Study of Harmine in Healthy Subjects

Phase 1

Completed

• Conditions: Diabetes Mellitus
• Interventions: Drug: Harmine Hydrochloride Capsules

• Registration Number: NCT05526430
• Lead Sponsor: James Murrough

Brief Summary

The present study is a phase 1 dose escalation study of harmine in healthy volunteers. The primary goal of the trial is to determine the maximum tolerated dose of harmine.

Detailed Description

The present study is a phase 1 dose escalation study of harmine in healthy volunteers. The primary goal of the trial is to determine the maximum tolerated dose of harmine. Harmine will be administered in an open-label, dose escalation design that will use the continual reassessment method to inform the next dose to test in a subject. There will be a total of seven possible doses that include 100 mg, 200 mg, 300 mg, 500 mg, 700 mg, 900 mg and 1200 mg. Each study subject will receive a single oral dose of harmine in this single ascending dose design. On the treatment day, subjects will undergo continuous medical monitoring. All adverse events will be documented and events that qualify as dose limiting toxicities (DLTs) will be used to inform dosing for the subsequent subjects.

Study Timeline

• Study First Submitted: 2022-08-31
• Study First Submitted QC: 2022-08-31
• Study First Posted: 2022-09-02
• Study Start: 2022-09-13
• Primary Completion: 2023-06-23
• Study Completion: 2023-06-23
• Results First Submitted: 2024-10-23
• Status Verified: 2025-01
• Results First Submitted QC: 2025-01-14
• Last Update Submitted: 2025-01-14
• Results First Posted: 2025-01-16
• Last Update Posted: 2025-01-16

Recruitment & Eligibility

• Status: COMPLETED
• Sex: All
• Target Recruitment: 27

Inclusion Criteria

Not provided

Exclusion Criteria

Not provided

Study & Design

• Study Type: INTERVENTIONAL
• Study Design: SEQUENTIAL

Arm && Interventions

Group	Intervention	Description
Harmine Dose	Harmine Hydrochloride Capsules	There will be a total of seven possible doses that include 100 mg, 200 mg, 300 mg, 500 mg, 700 mg, 900 mg and 1200 mg.

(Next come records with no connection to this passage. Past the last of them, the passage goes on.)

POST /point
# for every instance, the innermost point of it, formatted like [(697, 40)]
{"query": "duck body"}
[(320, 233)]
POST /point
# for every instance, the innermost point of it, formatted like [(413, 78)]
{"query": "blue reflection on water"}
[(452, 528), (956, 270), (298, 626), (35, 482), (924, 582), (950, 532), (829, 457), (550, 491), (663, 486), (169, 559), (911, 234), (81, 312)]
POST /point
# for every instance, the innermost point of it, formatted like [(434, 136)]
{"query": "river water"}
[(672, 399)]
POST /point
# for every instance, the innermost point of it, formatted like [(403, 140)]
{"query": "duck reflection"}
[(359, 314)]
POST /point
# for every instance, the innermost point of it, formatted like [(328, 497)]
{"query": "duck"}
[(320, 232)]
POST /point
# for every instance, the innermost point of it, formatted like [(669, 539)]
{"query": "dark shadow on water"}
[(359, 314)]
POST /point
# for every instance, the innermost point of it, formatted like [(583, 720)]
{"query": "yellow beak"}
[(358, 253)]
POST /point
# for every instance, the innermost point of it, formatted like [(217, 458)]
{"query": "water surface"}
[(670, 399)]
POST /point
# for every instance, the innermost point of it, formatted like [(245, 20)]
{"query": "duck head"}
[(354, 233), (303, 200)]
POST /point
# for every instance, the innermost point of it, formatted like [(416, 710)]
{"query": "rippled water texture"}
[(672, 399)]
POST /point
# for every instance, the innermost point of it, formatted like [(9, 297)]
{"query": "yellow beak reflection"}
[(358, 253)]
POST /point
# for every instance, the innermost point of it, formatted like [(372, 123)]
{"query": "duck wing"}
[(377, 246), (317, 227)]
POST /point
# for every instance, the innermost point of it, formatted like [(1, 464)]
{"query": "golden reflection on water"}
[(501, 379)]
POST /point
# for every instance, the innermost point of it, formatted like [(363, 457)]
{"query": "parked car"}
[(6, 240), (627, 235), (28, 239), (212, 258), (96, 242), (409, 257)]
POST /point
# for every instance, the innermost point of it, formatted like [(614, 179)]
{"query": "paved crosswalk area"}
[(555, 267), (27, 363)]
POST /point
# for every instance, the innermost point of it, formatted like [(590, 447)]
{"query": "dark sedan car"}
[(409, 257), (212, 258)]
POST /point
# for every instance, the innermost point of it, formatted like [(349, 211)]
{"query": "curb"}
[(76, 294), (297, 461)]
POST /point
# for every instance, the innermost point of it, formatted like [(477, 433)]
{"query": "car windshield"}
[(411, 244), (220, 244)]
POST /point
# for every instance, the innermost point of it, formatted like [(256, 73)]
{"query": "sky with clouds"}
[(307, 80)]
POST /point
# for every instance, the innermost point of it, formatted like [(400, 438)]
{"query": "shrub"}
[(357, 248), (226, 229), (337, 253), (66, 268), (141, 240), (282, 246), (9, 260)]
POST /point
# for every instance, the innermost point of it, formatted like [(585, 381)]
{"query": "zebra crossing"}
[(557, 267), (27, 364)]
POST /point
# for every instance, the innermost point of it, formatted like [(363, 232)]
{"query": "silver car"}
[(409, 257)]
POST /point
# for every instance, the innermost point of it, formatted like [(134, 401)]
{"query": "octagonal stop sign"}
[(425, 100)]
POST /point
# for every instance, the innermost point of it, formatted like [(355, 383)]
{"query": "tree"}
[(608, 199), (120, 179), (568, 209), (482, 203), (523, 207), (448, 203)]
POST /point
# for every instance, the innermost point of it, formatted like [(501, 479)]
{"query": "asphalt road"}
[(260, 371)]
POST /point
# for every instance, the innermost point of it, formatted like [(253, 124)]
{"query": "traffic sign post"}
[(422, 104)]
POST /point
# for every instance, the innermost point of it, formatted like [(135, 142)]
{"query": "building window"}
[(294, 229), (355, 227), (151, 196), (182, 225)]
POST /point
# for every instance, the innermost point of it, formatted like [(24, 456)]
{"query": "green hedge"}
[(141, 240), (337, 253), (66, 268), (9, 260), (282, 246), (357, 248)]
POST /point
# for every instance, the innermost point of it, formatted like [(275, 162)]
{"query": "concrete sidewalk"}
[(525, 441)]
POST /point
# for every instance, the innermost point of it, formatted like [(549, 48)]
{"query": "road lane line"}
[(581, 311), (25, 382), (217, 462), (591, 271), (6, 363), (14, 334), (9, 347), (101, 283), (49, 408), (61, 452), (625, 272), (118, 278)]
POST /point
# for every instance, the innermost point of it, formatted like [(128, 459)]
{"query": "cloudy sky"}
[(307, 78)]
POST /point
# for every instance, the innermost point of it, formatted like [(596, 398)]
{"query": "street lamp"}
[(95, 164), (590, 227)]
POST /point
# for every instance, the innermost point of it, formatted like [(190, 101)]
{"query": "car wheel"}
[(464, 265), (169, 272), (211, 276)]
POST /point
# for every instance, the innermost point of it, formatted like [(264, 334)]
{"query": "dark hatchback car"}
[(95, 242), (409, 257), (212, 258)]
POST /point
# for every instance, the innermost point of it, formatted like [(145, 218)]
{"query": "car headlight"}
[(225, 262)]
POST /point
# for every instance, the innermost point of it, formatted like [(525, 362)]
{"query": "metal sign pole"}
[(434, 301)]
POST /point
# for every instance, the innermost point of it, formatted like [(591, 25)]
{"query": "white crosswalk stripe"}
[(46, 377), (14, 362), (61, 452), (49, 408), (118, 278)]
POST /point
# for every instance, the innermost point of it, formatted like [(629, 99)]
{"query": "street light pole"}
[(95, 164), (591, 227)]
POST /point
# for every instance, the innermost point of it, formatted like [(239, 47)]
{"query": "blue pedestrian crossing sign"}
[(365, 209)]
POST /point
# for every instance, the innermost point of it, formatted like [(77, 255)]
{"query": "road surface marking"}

Each study subject will receive a single oral dose of harmine in this single ascending dose design.

Primary Outcome Measures

Name	Time	Method
Number of Participants With Dose Limiting Toxicity (DLT)	24 hours	DLT which is defined if have any one of the following: Patient Rated Inventory of Side Effects (PRISE): 0-51, higher scores indicate more adverse events observed; Brief Psychiatric Rating Scale (BPRS): 4 - 28, higher scores indicate more symptoms of psychosis; Vitals: blood pressure and heart rate will all be measured - anything outside of the following ranges will be noted: * Symptomatic hypotension, or \> 20% decrease in systolic blood pressure (SBP) from pre-dosing and an absolute SBP \< 90; or; * Symptomatic hypertension, or \> 20% increase in SBP or diastolic blood pressure (DBP) from predosing and absolute SBP \> 170 or DBP \> 95; * New onset tachycardia (heart rate \>100 bpm) and \>20% increase from pre-dosing; or symptomatic bradycardia (heart rate \<60 bpm) and \> 20% decrease from pre-dosing.; * Signs and symptoms of cardiac ischemia, defined by acute ischemic changes on ECG with or without concomitant symptoms
Maximum Tolerated Dose (MTD) of Oral Harmine HCl Based on Dose Limiting Toxicity (DLT)	24 hours	The MTD was determined to be between 100 and 200mg and is weight-based.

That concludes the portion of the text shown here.